Flags of our Fathers

Oct 22, 2006 23:51

Tonight, I decided to go see Flags of our Fathers alone. I was dubious about seeing this movie because the title stinks of a nostalgic, nationalistic sentimentality that makes my skin crawl. I am especially sensitive to the mythologizing of WWII after taking a very intense class on the atomic bombings and other events, which took place around the end of the war. That class taught me to take a very critical look at what the history books say. The parallels between the myths created at the end of that war and the unclear, too-clean-cut stories surrounding recent events such as September 11 and the Iraq invasion make me very dubious of anyone trying to preach a black and white historical truth. As a result, I approached this film with a great deal of skepticism.

I must say that I was very surprised. I found the film to be, for the most part, one of the most powerful films about war that I have ever seen. It was conflicted and tortured in the most sincere way. It wove a web of moral dilemmas with no good choices. It dealt more with the lives and emotions of three men caught up in the midst of the sort of myth-making that is simultaneously so destructive and necessary to the formation of national identity.

However, the movie is bookended for about three minutes at the start, and what feels like half an hour at the end by the typical brand of sentimentalist tripe, which pervades so many babyboomers' accounts of their parents' generation.
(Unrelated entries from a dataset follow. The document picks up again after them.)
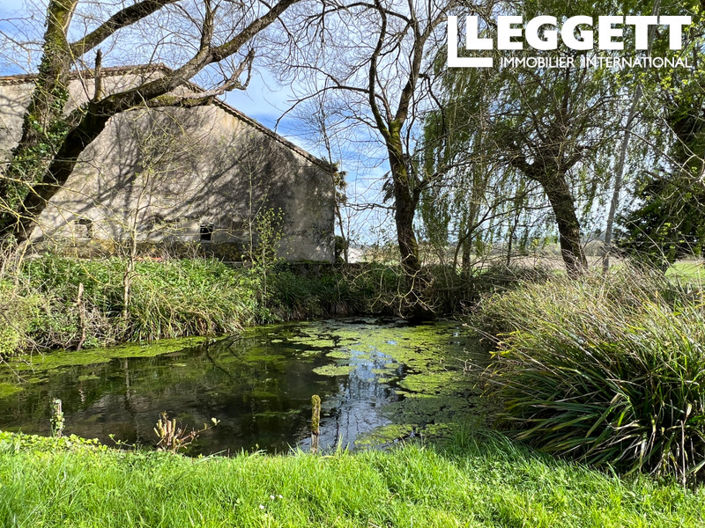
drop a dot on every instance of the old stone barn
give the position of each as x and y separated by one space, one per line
205 178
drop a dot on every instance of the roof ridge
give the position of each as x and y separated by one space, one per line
158 66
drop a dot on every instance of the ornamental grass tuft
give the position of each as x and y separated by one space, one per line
609 370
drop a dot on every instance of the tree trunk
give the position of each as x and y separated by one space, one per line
406 202
44 125
561 199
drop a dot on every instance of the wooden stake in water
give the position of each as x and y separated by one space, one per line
57 418
315 422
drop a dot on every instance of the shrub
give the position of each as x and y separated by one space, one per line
607 370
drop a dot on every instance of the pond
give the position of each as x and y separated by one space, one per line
380 380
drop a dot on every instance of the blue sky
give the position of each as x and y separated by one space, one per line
265 100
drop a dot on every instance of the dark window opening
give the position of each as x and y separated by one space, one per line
206 233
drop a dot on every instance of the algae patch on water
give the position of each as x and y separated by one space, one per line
7 389
334 370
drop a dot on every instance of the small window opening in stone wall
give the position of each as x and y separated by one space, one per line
89 226
206 232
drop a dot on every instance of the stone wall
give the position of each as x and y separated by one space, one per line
206 175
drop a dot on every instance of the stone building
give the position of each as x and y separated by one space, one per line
205 177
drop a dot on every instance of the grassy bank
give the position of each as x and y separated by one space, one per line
608 370
60 302
480 480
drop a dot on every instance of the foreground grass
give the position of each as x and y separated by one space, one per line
481 481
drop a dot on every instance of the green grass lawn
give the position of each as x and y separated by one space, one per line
482 480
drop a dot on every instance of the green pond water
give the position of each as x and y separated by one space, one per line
379 380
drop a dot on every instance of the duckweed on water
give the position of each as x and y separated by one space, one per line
376 380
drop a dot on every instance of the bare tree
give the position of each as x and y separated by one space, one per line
54 134
377 56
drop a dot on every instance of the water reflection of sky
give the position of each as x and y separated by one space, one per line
258 385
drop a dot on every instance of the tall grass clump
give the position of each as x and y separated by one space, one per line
609 370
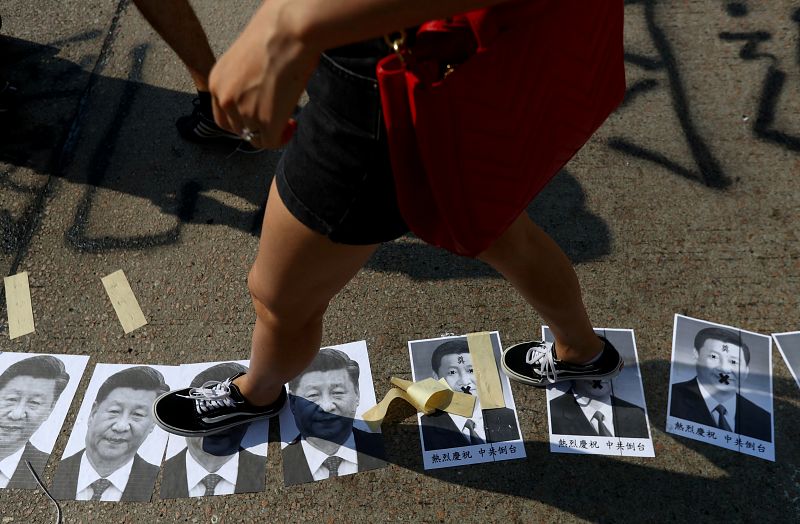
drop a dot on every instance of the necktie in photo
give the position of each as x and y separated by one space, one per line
210 481
602 430
723 424
474 438
98 487
332 463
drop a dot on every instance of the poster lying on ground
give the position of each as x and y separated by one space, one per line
602 417
35 394
233 461
115 449
323 434
721 387
789 346
449 440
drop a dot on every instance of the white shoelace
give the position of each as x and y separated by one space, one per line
542 355
212 395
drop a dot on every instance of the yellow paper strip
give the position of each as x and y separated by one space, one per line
18 305
122 298
425 396
485 367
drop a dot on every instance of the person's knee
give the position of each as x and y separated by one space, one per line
516 240
275 304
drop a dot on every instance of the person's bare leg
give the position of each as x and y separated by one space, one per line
542 273
296 274
176 22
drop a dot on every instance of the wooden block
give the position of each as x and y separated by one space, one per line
490 392
18 305
124 301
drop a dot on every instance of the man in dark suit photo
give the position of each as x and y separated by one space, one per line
712 398
109 467
589 408
323 400
29 390
215 464
440 430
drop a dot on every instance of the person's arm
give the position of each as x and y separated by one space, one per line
257 82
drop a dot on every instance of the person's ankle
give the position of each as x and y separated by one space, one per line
257 395
205 103
573 354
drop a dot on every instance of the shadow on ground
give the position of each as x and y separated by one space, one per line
118 135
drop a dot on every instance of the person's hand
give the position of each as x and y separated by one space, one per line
256 84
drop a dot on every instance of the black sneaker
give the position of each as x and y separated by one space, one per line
212 408
535 363
199 127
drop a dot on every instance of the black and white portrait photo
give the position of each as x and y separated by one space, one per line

The "my daddy is a hero" epilogue is made all the more rancid by the fact that it follows a movie illustrating the terrible nature of such sentimentalization. This movie is, at the same time, one of the most sincere and most hypocritical portrayals of WWII I have seen.

I am incredibly disturbed by this compulsion we seem to have that requires us to coat anything conflicted and genuine with fabricated saccharine clarity. The film would have been perfect if they had just dealt with the parts set in 1944-5, which were narrated by the veteran. If you go see this film, I would recommend that you walk out as soon as the babyboomer takes over the narration of the story from the vet.